The three-year phase-in of the Medicare Fee Schedule, combined with the long lag times needed to construct utilization trends from claims data, means that policymakers will not know for some time how surgeons have responded to these payment changes and whether or not access may have been compromised for some patients. Several years before adopting the Medicare Fee Schedule, however, Congress had already begun to reduce payments for selected surgical procedures. As part of the Omnibus Budget Reconciliation Act (OBRA) of 1986, Congress made an across-the-board reduction in maximum allowable payments for cataract surgery, effective January 1, 1987. Then in OBRA-87, Congress introduced a more sophisticated approach that reduced payments disproportionately more in high-fee areas, and they applied the reductions to a much larger group of surgical procedures: total hip replacement, total knee replacement, knee arthroscopy, bronchoscopy, permanent pacemaker replacement, coronary artery bypass graft (CABG) surgery, upper gastrointestinal (GI) endoscopy, transurethral prostatectomy (TURP), suprapubic prostatectomy, dilatation and curettage of the uterus (D&C), carpal tunnel release, and (again) cataract surgery. These reductions went into effect April 1, 1988. Knowing how surgeons have responded to these payment reductions will help alert policymakers to likely effects under the Medicare Fee Schedule.

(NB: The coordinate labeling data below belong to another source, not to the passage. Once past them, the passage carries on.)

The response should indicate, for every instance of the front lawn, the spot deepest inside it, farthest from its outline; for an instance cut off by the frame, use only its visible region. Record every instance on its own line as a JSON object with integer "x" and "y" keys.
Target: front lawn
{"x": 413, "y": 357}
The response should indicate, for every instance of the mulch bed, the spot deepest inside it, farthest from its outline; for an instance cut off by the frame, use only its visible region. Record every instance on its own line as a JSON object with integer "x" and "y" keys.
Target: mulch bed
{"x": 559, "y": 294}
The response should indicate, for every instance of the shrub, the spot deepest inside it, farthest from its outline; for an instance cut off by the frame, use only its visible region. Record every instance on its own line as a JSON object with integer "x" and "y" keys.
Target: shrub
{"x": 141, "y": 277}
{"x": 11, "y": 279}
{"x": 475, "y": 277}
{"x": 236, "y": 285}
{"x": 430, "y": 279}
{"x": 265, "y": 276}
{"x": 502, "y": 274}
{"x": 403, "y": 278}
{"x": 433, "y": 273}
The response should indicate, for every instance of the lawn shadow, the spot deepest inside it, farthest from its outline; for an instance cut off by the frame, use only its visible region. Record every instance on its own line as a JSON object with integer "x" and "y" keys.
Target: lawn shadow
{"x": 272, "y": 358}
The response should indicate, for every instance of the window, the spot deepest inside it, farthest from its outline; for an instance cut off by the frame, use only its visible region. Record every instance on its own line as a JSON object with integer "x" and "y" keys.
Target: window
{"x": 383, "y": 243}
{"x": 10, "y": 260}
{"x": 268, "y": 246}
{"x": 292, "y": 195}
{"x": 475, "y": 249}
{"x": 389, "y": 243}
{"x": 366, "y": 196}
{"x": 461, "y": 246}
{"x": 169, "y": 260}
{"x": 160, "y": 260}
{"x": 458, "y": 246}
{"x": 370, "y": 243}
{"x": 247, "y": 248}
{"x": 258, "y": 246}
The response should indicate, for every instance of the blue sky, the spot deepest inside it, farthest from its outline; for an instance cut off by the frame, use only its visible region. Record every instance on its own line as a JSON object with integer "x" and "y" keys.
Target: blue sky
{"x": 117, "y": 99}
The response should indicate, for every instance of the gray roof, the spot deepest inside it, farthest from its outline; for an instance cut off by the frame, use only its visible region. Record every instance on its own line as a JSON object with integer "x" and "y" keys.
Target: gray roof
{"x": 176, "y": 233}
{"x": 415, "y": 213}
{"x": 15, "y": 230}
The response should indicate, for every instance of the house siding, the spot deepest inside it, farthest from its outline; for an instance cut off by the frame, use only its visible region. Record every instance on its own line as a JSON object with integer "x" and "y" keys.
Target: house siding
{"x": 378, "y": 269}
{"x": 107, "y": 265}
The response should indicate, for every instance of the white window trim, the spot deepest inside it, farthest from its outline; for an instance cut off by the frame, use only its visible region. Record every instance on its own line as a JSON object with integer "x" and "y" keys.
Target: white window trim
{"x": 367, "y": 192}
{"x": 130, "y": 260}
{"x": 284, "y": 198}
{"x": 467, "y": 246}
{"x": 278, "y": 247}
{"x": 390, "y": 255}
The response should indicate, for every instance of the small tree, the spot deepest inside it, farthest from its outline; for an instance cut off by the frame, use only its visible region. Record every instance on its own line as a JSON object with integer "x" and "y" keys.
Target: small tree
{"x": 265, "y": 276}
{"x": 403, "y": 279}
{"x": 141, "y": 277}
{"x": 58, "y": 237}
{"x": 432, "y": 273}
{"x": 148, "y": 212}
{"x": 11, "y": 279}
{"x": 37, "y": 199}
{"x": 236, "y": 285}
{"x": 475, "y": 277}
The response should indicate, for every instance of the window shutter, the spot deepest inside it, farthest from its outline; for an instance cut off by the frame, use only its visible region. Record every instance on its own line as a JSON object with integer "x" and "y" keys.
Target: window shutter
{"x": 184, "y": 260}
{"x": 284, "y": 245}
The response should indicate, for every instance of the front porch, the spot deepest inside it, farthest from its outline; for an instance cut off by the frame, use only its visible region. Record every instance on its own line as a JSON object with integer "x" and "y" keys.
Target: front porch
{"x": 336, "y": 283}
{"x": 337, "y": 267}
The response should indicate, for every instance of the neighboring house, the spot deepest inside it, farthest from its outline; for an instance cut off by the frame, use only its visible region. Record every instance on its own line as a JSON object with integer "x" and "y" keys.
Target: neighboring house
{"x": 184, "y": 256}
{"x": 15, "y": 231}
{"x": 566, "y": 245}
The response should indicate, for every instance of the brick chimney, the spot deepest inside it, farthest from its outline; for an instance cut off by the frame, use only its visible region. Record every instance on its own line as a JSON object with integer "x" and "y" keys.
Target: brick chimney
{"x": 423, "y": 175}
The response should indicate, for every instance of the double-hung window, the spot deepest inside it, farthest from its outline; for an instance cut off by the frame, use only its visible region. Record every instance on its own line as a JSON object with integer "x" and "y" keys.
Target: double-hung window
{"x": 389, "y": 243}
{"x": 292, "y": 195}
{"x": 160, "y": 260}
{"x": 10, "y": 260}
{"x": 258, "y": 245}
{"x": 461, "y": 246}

Most previous studies of physician responses to fee changes have examined fee freezes or relatively small payment changes (Christensen 1992; Gabel and Rice 1985; Mitchell, Wedig, and Cromwell 1989; Rice and McCall 1984). Under OBRA-87, however, payment reductions could be as high as 17 percent, with cumulative reductions even higher for cataract surgery. Furthermore, the OBRA-87 formula resulted in a wide range in the size of the payment reductions across areas (from zero to the maximum allowed of 17 percent), providing us with a "natural" quasi-experimental design. In order to control for the underlying trends in surgical diffusion, we analyzed five years worth of data, rather than simply comparing use rates pre- and post-OBRA-87. We examined population-based utilization rates at the small-area level to determine whether surgical use changed in response to the fee reductions. Because aggregate use rates may mask changes in use for subgroups of the Medicare population, we also examined utilization rates for potentially vulnerable Medicare beneficiaries, such as blacks, to determine whether access to surgery had been impaired.